SINGAPORE: Growth at hospitals across markets and new hospital acquisitions were some of the reasons behind strong first-quarter earnings for healthcare giant IHH Healthcare.
Net profit for the three months to March 31 surged 37 per cent to RM235.5 million (S$79.4 million), including one-off items, compared with the same period a year earlier.
Stripping out one-off items, first-quarter net profit rose 5 per cent to RM238.3 million, while revenue surged 24 per cent to RM2.48 billion.
The increase came on the back of “sustained organic growth at existing hospitals across all home markets and the continued ramp-up of newer hospitals”, said the group in a statement yesterday.
It acquired Continental Hospitals in March last year and Global Hospitals last December in India, both of which contributed to its revenue in the first quarter. India is now one of its main markets besides Malaysia, Singapore and Turkey.
IHH’s largest operating unit, Parkway Pantai, reported turnover rising 30 per cent to RM1.54 billion.
This was driven by Mount Elizabeth Novena Hospital in Singapore, as well as the newly opened Gleneagles Kota Kinabalu Hospital and Gleneagles Medini Hospital in Malaysia, among other things.
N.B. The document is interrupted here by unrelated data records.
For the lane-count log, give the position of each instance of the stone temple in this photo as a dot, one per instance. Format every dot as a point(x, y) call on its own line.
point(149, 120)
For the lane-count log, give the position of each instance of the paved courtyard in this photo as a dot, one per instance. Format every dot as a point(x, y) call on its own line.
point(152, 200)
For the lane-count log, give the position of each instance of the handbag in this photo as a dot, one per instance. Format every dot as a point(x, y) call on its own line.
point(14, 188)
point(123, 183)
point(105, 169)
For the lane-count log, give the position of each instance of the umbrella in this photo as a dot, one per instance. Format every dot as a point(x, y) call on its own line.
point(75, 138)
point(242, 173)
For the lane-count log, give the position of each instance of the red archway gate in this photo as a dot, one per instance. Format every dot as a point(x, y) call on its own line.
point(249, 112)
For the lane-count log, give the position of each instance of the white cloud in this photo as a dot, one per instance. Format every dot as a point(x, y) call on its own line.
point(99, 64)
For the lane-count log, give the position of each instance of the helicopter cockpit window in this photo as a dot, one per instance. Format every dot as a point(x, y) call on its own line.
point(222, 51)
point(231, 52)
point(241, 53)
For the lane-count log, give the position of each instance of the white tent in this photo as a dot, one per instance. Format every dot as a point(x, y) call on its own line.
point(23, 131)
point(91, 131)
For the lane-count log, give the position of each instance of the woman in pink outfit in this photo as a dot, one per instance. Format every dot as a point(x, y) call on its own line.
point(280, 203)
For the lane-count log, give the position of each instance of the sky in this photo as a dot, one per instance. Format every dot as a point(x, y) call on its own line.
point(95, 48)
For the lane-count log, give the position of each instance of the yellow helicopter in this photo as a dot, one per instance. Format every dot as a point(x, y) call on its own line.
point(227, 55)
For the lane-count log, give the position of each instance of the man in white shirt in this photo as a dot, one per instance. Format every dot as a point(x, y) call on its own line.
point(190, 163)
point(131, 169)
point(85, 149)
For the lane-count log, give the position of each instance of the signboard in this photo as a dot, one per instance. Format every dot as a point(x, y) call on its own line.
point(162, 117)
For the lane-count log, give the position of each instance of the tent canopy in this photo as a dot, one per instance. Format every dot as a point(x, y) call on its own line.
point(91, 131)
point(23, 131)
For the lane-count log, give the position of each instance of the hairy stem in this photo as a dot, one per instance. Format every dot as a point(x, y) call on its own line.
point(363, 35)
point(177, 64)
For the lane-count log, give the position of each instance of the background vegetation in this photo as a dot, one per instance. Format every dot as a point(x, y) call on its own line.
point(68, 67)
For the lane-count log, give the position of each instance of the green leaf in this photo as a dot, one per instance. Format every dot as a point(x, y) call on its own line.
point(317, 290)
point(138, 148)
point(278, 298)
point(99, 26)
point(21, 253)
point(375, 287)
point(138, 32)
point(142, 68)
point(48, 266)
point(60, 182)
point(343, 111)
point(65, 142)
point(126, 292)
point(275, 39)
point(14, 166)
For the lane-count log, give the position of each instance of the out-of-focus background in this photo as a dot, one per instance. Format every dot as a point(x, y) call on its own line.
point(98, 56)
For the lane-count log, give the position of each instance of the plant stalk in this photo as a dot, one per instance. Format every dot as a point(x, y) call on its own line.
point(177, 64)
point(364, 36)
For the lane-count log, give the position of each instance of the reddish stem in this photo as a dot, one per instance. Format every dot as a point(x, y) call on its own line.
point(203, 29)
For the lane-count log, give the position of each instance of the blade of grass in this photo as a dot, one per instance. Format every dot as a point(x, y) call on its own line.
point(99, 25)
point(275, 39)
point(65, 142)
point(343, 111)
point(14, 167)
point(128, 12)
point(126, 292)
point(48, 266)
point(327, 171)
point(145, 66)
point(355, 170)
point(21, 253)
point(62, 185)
Inpatient admissions at its Singapore hospitals grew 10.9 per cent to 18,094, while patient volumes at its Malaysia hospitals were up 9.6 per cent to 49,026. The group said the growth in both markets was driven by local patients.
Quarterly earnings per share was 2.9 sen, up from 2.78 sen a year earlier, excluding one-off items.
Net asset value per share was RM2.61 as of March 31, slightly down from the RM2.69 as of Dec 31 last year.
IHH chief executive Tan See Leng said in a statement: “We are pleased to continue delivering solid growth in the quarter, reflecting the strength of our diverse operations despite the challenging macroeconomic climate.”
He added that the group will continue to look out for opportunities, such as its entry into Bulgaria.